A month or so ago, I became interested in the frequency of online discussion of the short story “Cat Person,” which was published in the New Yorker in 2017. It was not unusual for my social media algorithm to present me with awkwardly phrased, yet ardent, teenaged literary discourse and attempts at cultural analysis. However, after I was fed the fourth video discussing the virtue or vices, complications, or cultural relevance of Cat Person, I decided I needed to investigate the work for myself.
As Vox summarizes, “The story centers on a 20-year-old college student named Margot who gradually falls into flirtation with an older man named Robert. As Margot and Robert’s relationship develops, and the balance of power between them shifts back and forth, she cycles rapidly between imagining Robert as an adorable naïf who is overwhelmed by her young beauty and sophistication, and imagining him as a vicious and murderous brute.”

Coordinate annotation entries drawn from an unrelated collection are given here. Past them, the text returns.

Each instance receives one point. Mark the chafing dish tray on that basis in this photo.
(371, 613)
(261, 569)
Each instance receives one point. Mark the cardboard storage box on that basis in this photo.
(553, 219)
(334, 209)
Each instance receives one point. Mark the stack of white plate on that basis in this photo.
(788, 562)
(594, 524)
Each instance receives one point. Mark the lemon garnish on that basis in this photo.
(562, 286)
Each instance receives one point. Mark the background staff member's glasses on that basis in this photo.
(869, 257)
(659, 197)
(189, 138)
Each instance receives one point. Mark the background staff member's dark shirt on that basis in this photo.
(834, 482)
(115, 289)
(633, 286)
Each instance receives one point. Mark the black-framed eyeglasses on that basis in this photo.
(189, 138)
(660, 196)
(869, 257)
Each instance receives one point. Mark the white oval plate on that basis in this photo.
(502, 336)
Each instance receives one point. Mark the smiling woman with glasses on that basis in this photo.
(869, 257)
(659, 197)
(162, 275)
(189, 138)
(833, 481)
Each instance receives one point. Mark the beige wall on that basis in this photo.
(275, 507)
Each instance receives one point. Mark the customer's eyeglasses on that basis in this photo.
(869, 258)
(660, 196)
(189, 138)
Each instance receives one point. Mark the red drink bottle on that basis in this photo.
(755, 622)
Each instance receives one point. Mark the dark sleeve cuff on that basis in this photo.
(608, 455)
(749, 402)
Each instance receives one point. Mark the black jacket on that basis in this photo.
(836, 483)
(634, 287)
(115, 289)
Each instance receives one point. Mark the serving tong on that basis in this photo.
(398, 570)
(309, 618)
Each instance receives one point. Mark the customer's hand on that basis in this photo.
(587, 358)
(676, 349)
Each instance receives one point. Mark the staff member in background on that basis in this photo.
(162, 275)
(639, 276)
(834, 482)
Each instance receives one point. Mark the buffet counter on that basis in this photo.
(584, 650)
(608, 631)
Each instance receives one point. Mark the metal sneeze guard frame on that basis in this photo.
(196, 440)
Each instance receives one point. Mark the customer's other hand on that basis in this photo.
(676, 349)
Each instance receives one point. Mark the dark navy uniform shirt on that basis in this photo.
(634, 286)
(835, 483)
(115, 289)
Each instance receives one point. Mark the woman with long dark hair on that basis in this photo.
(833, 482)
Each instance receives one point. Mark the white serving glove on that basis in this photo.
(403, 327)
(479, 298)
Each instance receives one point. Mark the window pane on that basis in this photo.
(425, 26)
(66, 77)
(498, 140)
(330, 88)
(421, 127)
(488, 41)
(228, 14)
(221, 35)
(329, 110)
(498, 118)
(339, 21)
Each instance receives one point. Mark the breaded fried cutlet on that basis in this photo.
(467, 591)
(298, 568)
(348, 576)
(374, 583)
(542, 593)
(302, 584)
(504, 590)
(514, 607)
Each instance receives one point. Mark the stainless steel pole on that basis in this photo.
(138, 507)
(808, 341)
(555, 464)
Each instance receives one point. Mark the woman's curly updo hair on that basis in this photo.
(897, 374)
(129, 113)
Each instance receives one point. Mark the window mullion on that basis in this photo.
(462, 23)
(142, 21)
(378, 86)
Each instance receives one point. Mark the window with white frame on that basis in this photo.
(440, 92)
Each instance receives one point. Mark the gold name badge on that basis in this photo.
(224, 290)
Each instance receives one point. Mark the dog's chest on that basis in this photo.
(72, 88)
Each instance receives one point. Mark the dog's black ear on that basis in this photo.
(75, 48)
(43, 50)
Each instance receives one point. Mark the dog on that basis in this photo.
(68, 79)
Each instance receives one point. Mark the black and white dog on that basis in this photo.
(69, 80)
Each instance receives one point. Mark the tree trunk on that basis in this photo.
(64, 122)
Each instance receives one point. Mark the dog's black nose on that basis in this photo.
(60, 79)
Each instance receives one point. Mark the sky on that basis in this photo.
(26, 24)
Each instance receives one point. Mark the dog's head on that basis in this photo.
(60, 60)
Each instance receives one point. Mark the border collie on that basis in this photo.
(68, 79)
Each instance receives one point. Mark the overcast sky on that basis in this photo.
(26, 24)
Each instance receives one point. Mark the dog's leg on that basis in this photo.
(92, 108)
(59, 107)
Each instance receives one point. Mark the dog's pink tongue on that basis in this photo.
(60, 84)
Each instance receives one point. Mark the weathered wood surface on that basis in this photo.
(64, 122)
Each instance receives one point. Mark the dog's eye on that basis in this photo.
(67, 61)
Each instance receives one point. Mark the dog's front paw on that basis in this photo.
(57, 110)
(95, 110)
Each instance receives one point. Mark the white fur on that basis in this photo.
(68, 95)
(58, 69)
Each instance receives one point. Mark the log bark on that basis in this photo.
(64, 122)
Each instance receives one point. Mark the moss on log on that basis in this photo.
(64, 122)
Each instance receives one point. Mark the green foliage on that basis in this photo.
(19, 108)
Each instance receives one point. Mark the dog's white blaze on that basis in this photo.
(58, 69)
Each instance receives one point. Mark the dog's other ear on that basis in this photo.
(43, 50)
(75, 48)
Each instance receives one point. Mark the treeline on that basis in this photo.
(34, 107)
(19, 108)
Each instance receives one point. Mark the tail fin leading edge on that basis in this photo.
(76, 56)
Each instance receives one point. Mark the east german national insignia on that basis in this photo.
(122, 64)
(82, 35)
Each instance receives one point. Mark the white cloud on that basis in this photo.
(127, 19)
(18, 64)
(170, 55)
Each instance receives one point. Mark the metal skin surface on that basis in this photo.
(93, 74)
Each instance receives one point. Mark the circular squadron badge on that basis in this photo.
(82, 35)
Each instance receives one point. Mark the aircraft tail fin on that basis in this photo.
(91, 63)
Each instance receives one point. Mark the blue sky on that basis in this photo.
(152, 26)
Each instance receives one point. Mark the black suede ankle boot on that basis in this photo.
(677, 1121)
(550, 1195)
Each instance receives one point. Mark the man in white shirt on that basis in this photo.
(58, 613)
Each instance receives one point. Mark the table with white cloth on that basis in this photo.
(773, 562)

Through the commentary littering the platforms where this work is reposted, many women appear to share in the fickleness, hesitation, fear, and confusion of the main character, Margot, in her emotionally tumultuous flirtations with Robert. Margot is sophisticated, yet naïve; she is a character who has evoked both empathy and resonance, pity, and even scorn towards her immaturity and occasional cruelness.
Cat Person is distinctly unsophisticated. It is a slow moving story, ordinary, perhaps boring and definitely a little awkward to read. But what the story lacks in literary value it seems to make up in its relatability. Cat Person appears to capture a distinct reality for many women: the obfuscated lines between the desire of a person and desiring the feeling of one’s own desirability, the fear and vulnerability involved in romance for heterosexual women, and the overwhelming concern of remaining polite, preserving an image of self-possession and nonchalance even in the face of great discomfort or danger.
Above all else, Cat Person centers Margot’s unadulterated, uncensored monologue, the details and nuances of which have resonated with female audiences tired of the superficiality and exteriority of many female characters. In a tweet, Talia Lavin speaks to the unique intimacy of Cat Person, “I guess for me, I liked the interiority, how eerily true it felt. I’ve read so much fiction about the ‘unknowability’ of women and so little about the fearful unknowability of men.”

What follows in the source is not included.